La définition la plus évidente est une définition à rebours, par son contraire. La culture se serait l'opposé de la nature, l'envers du biologique, de l'instinctif, du naturel. La culture ce serait tout ce qui n'est pas transmis génétiquement à la naissance, mais qui est appris dès l'enfance.

Mais il faut se méfier des évidences, parce que lorsque l'on dit que la culture c'est ce qui se transmet par le social plutôt que par la génétique, on sous-entends que la culture, pour l'homme, va de soi.

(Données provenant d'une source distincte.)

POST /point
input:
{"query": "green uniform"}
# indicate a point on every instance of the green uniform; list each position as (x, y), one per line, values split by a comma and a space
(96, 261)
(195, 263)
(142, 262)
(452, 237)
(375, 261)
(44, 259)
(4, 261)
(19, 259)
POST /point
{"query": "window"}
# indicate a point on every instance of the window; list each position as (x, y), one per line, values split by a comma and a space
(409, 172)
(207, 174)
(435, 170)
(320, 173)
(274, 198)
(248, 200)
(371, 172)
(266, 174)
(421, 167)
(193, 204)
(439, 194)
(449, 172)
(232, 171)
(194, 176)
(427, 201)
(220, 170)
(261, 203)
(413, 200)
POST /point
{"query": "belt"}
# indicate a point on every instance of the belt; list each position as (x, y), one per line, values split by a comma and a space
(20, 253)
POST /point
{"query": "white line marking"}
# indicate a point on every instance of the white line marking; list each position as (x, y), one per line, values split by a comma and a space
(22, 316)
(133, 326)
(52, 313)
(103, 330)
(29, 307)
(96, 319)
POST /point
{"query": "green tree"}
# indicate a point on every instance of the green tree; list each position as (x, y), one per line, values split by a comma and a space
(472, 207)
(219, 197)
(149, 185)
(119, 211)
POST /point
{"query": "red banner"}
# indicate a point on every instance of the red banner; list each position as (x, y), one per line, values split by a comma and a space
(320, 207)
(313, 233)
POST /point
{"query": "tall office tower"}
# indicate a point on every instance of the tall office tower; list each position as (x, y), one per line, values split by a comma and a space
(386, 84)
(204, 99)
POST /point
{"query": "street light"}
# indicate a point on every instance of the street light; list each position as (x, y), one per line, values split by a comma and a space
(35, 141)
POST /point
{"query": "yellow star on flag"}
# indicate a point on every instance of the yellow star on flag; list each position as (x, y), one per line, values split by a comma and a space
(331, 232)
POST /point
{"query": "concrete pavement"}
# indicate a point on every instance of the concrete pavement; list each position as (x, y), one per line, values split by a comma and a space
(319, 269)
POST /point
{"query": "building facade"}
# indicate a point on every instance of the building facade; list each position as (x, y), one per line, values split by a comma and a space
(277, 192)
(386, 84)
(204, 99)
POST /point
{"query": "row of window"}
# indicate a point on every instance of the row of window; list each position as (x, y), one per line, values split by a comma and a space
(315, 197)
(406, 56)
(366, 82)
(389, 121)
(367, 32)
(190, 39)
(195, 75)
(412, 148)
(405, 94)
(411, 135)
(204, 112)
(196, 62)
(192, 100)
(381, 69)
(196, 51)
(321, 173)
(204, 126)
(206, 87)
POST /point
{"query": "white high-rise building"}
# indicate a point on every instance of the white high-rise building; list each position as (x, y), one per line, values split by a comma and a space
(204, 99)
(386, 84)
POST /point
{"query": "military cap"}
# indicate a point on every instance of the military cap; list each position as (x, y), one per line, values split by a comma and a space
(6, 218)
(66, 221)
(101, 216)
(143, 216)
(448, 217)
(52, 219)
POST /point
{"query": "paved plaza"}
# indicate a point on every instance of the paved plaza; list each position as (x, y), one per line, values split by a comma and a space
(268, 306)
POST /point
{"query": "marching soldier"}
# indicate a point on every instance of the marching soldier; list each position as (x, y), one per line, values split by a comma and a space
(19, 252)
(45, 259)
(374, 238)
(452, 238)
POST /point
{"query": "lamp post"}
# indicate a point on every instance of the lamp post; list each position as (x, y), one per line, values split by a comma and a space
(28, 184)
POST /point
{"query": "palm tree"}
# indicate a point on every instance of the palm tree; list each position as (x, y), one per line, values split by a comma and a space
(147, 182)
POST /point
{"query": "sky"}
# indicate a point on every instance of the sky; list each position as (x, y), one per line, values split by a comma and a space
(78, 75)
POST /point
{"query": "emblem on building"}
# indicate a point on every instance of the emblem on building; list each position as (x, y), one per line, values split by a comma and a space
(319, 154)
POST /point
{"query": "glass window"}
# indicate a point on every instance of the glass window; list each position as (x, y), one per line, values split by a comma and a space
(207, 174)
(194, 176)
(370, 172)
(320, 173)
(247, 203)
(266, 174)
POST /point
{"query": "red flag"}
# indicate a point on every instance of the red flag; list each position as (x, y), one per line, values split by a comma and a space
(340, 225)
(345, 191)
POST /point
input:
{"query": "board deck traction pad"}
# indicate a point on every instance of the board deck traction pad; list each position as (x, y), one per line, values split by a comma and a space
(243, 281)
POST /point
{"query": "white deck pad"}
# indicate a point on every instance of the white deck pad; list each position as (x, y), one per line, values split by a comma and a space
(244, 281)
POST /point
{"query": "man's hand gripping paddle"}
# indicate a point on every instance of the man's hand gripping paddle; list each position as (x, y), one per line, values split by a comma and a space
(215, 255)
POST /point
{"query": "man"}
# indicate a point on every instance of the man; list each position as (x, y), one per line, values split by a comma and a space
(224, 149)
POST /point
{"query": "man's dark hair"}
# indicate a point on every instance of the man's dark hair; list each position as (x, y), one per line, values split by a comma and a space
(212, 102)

Parce que, finalement, la société, c'est un peu l'état naturel de l'homme.

Et puisque la culture se transmet, dans le social, par les productions symboliques (religion, arts, science, etc...) d'un groupe, d'une société, d'une nation, elle devient rapidement ce qui caractérise tel groupe humain, telle société, telle nation : la fameuse identité culturelle. Cette identité culturelle que tous les politiciens du monde cherchent à défendre contre... et bien on ne sait pas trop contre quoi dans le fond, vu qu'on ne pose jamais vraiment la question de ce qui se trouve vraiment derrière ce concept.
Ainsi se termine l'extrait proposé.